師匠が亡くなって一月が経った頃、僕は彼の遺品の中から、一枚の奇妙な地図を見つけた。それは生き物のように滑らかな手触りの羊皮紙で、インクで線が引かれているわけではなく、ただ微かな紋様が浮かんでいるだけだった。師匠の書き置きにはこうあった。
『これは「風詠みの地図」。風の歌を聴き、風の言葉を理解する者だけが道を読める。相棒のシルフィと共に行け。伝説の「天頂の庭」へ』
肩で、師匠が遺した小鳥、シルフィが「ピルル!」と高く鳴いた。その瞬間、地図の紋様が淡い光を放ち、複雑な航路となって浮かび上がった。風が道を示す地図だと? 胸の高鳴りを抑えきれなかった。

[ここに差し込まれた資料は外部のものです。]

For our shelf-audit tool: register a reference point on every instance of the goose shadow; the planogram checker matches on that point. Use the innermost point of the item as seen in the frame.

僕は、なけなしの金で手に入れた中古の小型飛行船「エアドリフター号」に乗り込んだ。
「行くぞ、シルフィ! 世界の果てを見つけに!」
プロペラが唸りを上げ、船体がふわりと浮き上がる。シルフィが風を読んで鳴くたび、地図上の光の道が変化し、僕に進むべき方角を教えてくれた。
最初の試練は「雷雲の海峡」だった。渦巻く黒雲の中、銀色の稲妻が絶え間なく空を引き裂く。一瞬でも風を読み違えれば、僕の船など黒焦げだ。
「ピィィッ、ピルルル!」
シルフィが激しく鳴き、右へ左へと進路を指示する。僕は必死で舵を切り、稲妻の牙をかいくぐった。数時間の死闘の末、黒雲を抜けた時の空の青さは、生涯忘れられないだろう。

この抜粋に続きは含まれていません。